The Patent Trial and Appeal Board (PTAB) recently denied three Petitions for Inter Partes Review filed by VMWare because it acquired AirWatch LLC, which was sued over the subject patents more than one year before VMWare’s petitions. (e.g., IPR2015-00027 Decision.) At the time of filing and service of the suit against AirWatch, VMWare had not yet acquired the company and had no other relationship that would establish privity.
35 U.S.C. § 315(b) of the America Invents Act requires inter partes reviews to be filed within one year of when the Petitioner, or a party in privity with the Petitioner, was served with a complaint for infringement. The patent owner sued AirWatch over the patents in November 2012. VMWare acquired AirWatch for $1.5 billion in February 2014. VMWare filed inter partes review petitions challenging the validity of the challenged patents in October 2014.
The parties did not dispute that, except for the acquisition, there was no evidence of privity between VMWare and AirWatch. Further, VMWare acknowledged that, as a result of the acquisition, it became a privy of AirWatch. Noting that the analysis under §315(b) is a highly fact-dependent question, the PTAB held that the relationship forming a basis for privity, the acquisition in this case, can involve events after the complaint was served.
… we do not conclude that privity under § 315(b) is determined only at the time of service of a complaint alleging infringement of the challenged patent. Because AirWatch, a privy of Petitioner, was served with the Complaint alleging infringement of the ’386 patent more than a year before the Petition challenging the ’386 patent was filed, we are persuaded on this record that the Petition is not timely under § 315(b).

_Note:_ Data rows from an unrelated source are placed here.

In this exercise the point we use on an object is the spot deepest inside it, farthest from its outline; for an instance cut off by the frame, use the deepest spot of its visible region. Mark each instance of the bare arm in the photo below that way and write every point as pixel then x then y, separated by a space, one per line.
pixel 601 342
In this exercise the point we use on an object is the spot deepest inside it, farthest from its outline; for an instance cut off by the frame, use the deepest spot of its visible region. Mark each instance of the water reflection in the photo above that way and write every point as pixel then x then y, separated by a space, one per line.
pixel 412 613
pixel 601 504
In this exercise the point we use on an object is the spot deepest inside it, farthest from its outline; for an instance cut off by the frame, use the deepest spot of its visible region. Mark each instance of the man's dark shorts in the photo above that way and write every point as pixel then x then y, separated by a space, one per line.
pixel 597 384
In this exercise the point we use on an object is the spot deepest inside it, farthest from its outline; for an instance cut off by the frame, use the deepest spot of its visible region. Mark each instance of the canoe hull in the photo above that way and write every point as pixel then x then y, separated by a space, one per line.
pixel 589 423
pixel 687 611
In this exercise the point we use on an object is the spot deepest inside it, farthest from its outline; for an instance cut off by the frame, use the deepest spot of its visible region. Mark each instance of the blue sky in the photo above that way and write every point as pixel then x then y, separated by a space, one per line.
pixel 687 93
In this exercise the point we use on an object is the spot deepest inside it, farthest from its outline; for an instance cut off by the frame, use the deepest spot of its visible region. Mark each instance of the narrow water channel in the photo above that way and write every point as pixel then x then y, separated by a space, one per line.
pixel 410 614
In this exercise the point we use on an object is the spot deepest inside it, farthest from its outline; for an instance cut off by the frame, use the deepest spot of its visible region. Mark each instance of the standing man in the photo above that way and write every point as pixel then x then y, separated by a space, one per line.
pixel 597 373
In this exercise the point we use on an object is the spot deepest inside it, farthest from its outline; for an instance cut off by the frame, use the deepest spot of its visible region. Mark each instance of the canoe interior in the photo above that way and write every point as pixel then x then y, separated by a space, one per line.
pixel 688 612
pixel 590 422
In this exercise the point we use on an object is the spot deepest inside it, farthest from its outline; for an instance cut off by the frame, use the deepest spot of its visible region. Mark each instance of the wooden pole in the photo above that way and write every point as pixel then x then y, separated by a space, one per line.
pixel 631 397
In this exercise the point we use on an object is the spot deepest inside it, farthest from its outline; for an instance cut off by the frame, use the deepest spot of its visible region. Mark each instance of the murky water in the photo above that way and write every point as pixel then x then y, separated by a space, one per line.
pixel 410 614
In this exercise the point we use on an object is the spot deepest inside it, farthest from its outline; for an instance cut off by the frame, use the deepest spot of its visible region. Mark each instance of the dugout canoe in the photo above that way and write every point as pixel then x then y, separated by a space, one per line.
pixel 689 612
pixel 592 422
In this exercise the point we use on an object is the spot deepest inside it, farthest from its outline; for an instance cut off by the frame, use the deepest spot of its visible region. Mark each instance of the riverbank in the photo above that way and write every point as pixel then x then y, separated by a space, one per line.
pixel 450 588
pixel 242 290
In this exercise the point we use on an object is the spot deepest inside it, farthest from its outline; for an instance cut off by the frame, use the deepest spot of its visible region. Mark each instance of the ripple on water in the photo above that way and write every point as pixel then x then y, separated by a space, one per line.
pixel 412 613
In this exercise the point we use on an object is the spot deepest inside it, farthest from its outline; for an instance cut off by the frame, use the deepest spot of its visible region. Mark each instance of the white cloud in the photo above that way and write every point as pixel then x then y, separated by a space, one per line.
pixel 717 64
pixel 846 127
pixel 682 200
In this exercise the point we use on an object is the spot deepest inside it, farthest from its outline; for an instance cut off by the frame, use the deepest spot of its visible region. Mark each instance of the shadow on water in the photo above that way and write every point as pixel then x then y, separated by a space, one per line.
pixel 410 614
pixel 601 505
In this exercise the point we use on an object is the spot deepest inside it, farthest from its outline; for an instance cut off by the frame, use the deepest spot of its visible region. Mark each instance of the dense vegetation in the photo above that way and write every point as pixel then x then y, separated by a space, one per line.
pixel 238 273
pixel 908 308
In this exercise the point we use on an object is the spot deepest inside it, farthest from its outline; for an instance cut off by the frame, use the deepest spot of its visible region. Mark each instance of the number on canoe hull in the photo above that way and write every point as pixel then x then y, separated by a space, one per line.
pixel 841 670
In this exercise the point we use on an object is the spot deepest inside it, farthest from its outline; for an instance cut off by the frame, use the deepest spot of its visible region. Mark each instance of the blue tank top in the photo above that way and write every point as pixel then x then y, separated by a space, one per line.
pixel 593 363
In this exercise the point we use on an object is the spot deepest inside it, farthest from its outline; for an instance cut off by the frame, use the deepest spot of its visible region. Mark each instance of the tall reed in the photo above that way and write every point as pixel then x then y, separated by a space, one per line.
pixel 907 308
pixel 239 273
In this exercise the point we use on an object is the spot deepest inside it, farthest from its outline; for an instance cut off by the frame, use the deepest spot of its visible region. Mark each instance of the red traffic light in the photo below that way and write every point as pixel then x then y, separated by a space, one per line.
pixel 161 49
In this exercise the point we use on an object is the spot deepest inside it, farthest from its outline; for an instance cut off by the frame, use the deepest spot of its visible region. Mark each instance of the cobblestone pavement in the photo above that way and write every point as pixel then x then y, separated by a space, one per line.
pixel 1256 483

This decision telegraphs that the PTAB is more than willing to take a very broad view of the concept of privity and use it to deny institution of trials. Practitioners should be aware of this and take the same into account when advising clients on post grant challenges as well as in conducting due diligence for a transaction or acquisition. It is very likely that VMWare had no reason to believe that they were waving rights to challenge the patents in suit when they acquired AirWatch. Any previous, current, or potential future relationships with parties should be evaluated for potential issues under § 315(b).
The cases are VMWare Inc. v. Good Technology Software Inc., case numbers IPR2015-00027, IPR2015-00030 and IPR2015-00031, before the Patent Trial and Appeal Board.